Thiram-driven XBP1 and CHOP pathways orchestrate ER stress and avian tibial dyschondroplasia via metabolic inflammatory axis.

Thiram, one of the most widely used dithiocarbamate fungicides, has turned out to be a very potent cellular metabolic homeostasis disruptor through the induction of endoplasmic reticulum (ER) stress. The present study examines the mechanistic foundation of thiram-induced tibial dyschondroplasia in birds, emphasizing ER stress and inter-organ crosstalk. According to our findings, thiram caused impairment in the function of hepatocytes, as well as inducing an inflammatory cascade of signals in the tibial growth plate and liver tissues. This dual effect on tissue underlines the systemic disruption of the liver-bone axis characterized by inflammatory cytokine enrichment and metabolic dysregulation. Further, the impairment of pancreatic enzyme activities, as represented by the significant (P < 0.05) decrease in activities of amylase and lipase, suggested more far-reaching pathophysiological influence of thiram.

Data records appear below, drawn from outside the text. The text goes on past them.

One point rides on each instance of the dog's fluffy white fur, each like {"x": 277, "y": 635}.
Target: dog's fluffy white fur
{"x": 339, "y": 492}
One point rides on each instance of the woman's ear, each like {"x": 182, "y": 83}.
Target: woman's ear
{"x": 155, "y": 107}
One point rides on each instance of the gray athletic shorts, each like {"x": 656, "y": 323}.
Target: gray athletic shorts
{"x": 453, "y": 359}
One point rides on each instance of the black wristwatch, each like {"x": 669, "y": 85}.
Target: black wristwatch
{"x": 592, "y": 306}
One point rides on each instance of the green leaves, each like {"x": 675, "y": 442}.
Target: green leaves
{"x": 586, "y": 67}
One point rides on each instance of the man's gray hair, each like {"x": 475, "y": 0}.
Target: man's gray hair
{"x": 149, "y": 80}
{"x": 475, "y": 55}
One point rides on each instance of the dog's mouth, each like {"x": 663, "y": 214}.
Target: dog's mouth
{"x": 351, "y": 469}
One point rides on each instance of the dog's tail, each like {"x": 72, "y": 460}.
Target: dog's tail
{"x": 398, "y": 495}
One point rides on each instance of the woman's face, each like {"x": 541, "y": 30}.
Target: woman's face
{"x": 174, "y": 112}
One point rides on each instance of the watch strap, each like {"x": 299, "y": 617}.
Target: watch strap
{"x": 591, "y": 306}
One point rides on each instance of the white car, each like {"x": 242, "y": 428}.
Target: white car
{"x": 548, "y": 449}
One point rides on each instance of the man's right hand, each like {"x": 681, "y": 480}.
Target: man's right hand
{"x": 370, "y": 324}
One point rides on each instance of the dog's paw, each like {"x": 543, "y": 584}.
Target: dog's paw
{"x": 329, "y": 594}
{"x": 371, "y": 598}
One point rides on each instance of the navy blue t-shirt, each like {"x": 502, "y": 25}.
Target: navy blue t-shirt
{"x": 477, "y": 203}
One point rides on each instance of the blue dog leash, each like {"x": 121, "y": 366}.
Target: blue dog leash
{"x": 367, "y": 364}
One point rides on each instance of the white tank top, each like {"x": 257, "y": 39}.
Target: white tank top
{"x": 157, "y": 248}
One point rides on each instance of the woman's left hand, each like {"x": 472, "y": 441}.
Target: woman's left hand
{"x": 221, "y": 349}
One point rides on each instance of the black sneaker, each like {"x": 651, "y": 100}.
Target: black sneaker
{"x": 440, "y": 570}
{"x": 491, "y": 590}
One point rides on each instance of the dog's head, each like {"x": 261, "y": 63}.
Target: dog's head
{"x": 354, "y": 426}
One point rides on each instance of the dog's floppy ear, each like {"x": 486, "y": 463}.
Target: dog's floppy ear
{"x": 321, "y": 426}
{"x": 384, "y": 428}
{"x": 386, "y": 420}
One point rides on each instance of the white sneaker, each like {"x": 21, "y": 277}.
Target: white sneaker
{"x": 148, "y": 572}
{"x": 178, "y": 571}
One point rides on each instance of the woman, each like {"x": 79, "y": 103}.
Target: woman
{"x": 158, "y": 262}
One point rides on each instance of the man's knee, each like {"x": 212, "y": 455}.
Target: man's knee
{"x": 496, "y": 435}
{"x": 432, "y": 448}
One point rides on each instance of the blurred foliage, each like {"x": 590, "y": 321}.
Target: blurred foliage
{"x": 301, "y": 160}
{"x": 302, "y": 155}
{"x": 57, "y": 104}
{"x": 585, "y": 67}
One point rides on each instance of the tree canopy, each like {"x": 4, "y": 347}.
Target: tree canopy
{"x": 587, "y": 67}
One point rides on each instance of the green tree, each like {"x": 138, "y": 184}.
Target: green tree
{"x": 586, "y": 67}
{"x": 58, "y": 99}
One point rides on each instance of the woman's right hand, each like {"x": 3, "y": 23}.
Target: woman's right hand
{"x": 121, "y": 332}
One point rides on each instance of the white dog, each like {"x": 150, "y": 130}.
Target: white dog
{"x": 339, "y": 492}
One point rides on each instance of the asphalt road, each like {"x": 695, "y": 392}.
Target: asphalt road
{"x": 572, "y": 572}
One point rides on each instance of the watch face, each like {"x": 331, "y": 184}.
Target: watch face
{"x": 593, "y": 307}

To complement these outcomes, 16S rRNA sequencing uncovered considerable shifts in gut microbiota composition in thiram supplemented groups, leading to a dose-dependent decrease in microbial diversity, specifically at higher doses (G4). Therefore, results implicate thiram as an important etiological agent in tibial dyschondroplasia and other bone metabolic disorders through the induction of ER stress and inter-organ communication. These findings not only elucidate a novel mechanistic association between environmental toxicants and metabolic bone disease but also indicates the gut-liver-bone axis as a therapeutic target in avian metabolic bone diseases.